Akademik Veri Yönetim Sistemi
TURKIYE KLINIKLERI TIP BILIMLERI DERGISI, cilt.31, sa.5, ss.1057-1064, 2011 (SCI-Expanded)
Objective: In our study we aimed to immunohistochemically investigate p53, bcl-2 and nm23 expressions in mucinous ovarian tumors and to detect whether there was a difference among benign, borderline and malignant tumors in terms of expression. It was aimed to determine the relationship between stage, age, tumor size, omentum involvement, presence of malignant cells in peritoneal fluid and some histopathological parameters (grade, mitotic count, nuclear pleomorphism, growth pattern) in malignant tumors and p53, bcl-2 and nm23 expressions. Material and Methods: A total of 47 mucinous ovarian tumor cases that were diagnosed in Pathology Department of Ankara Numune Research and Training Hospital were enrolled in the study.

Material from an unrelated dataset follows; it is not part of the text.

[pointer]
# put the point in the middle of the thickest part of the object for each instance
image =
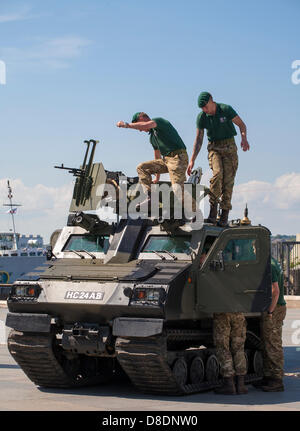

Tumors were grouped as malignant, borderline and benign. P53, bcl-2 and nm23 were studied immunohistochemically in the paraffin block reflecting the morphology best. Staining more than 1% was accepted as positive. If staining was 1-10%, it was scored as (+), 11-50%, it was scored as (++) and if more than 50%, it was scored as (+++). Results: p53 expression was detected to be absent in benign tumors, as 9.1% in borderline tumors and 7.7% positive in mucinous carcinomas. Bcl-2 expression was found as 39.1%, 36.4% and 30.8% respectively in benign, borderline and malignant tumors. nm23 was expressed as 52.2% in benign tumors, 81.8% in borderline tumors and 84.6% in carcinomas. Conclusion: p53 was seen not to have a role in pathogenesis or carcinogenesis of mucinous tumors. A statistically significant difference was not found in bcl-2 expression of mucinous ovarian tumors. Higher expression of the nm23 in advanced stage and high grade carcinomas suggests that nm23 acts as oncogene in these tumors. In mucinous carcinomas, a significant difference was not found between groups with or without p53, nm23, bcl-2 expression in terms of age, tumor size, bilaterality, omentum involvement, presence of malignant cells in peritoneal fluid and histopathological parameters (growth pattern, pleomorphism, mitotic count).